What's Fueling the GOP's Incurable Need to Repeal Obamacare
House Speaker Paul Ryan is crowing about his party's mission to roll back the Affordable Care Act, and it doesn't matter a bit if the plan is near-assuredly dead on arrival.
"This is a big deal," Ryan said ahead of the vote on the GOP-backed legislation, which eviscerates the provisions of the ACA and defunds Planned Parenthood. "With Republican majorities in the House and Senate, no longer can [President Barack Obama] hide behind a Democrat-controlled Senate willing to do his dirty work for him."
The measure, which passed the Senate in December, was approved by the House on Wednesday by a vote of 240 to 181. The bill now goes to Obama's desk, where he will veto it. The Republican-controlled House has voted dozens of times to repeal the ACA, the signature domestic policy achievement of Obama's presidency, but Wednesday's vote marks the first time that a repeal measure will reach the president's desk.
Ryan said the bill, known as the Restoring Americans' Healthcare Freedom Reconciliation Act, would "reduce the deficit by $516 billion," citing the Congressional Budget Office.
It will also show the commander in chief "the hard, honest truth: Obamacare doesn't work," the 2012 vice presidential nominee said. "Higher premiums and fewer choices and restricted access — these are not signs of success. Obamacare is not successful."
Why they keep voting: Republican leaders have openly acknowledged they don't have the votes to override Obama's veto. But just getting the bill to the president's desk is a victory for the Republicans: On top of the House vote, it required some serious legislative gymnastics to thwart Senate Democrats' attempt at a filibuster.
Additionally, Ryan gets to say that as speaker, he's forcing the president to veto a Congressional repudiation of one of the foremost achievements of Obama's tenure and putting the Democrats on the defensive just as the 2016 election cycle ramps up.

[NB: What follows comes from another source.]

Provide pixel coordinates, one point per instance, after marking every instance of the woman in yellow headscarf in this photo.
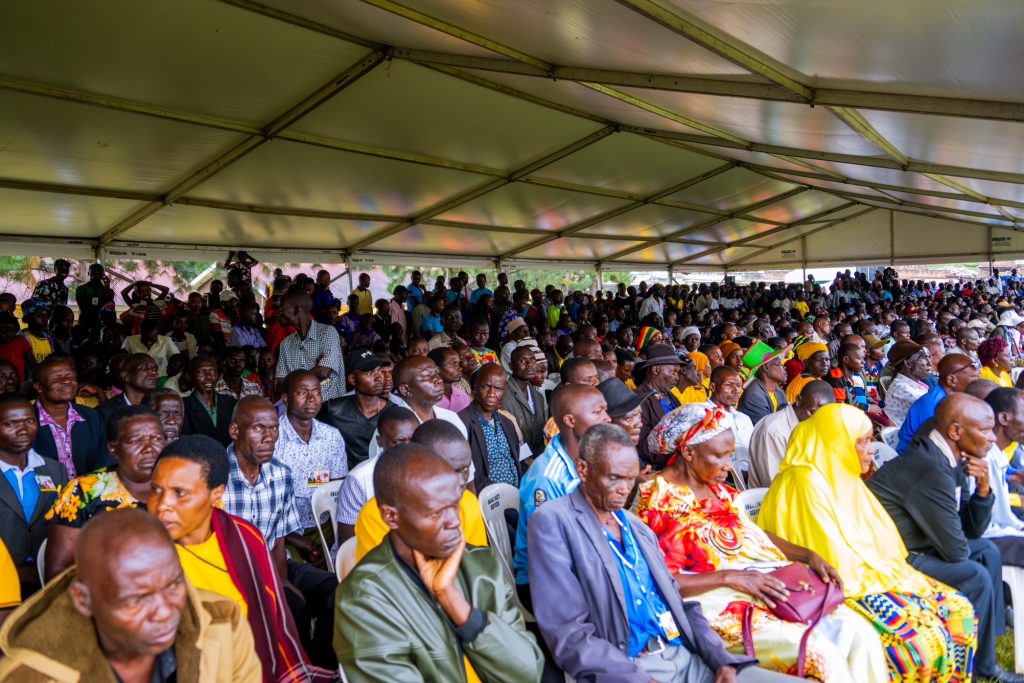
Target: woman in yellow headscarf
(819, 501)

"The GOP vote is political theater," Darrell West, director of governance studies at the Brookings Institution, told Mic.
"The congressional action is designed to position the party for this year's election," West said. "It won't change current policy, but sends a signal to the conservative base that Republicans understand voter anger and [are] working to undo the Obama revolution."

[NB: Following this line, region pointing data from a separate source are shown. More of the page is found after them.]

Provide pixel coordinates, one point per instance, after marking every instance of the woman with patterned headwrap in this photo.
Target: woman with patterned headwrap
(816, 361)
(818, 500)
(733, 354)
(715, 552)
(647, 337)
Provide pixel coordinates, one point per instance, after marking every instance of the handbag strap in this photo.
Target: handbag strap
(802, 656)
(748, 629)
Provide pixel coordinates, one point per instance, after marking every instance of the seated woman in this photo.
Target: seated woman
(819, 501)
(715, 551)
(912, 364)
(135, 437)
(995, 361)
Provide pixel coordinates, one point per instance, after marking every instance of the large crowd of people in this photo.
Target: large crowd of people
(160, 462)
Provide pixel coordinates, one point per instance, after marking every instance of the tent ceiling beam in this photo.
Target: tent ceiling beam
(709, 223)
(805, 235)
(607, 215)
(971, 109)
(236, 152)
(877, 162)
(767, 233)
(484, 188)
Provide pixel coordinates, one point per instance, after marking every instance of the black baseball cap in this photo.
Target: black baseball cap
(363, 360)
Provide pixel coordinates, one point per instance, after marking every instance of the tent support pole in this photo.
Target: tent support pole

Missouri Rep. Vicky Hartzler argued that Obama's expected rejection of the bill just underscores the GOP's push to elect "a president who will also go after the cost drivers of healthcare."
"If he vetoes it, he's clearly violating the wishes of the majority of Americans who are being harmed by it," Hartzler told Mic in an interview. She insisted, however, that the bill isn't merely political gamesmanship.
"We're fulfilling what the American people want," Hartzler said, "and whether they're pro-choice or pro-life, the majority of Americans don't want their hard-earned dollars going to abortion providers."
Colorado Rep. Ken Buck similarly told Mic in a statement, "We promised our voters we'd repeal Obamacare. The law is crushing farmers and small businesses, and more Americans oppose it than support it."
"Americans deserve better, and I believe there are many good market-oriented alternatives," he said.
Obama plans to emphasize themes of unity and progress in his final State of the Union speech on Jan. 12, so the Republican assault on his signature legislation comes at a politically inconvenient moment for him and his party. The next question is whether the ideological clash has broader implications as the country chooses his successor.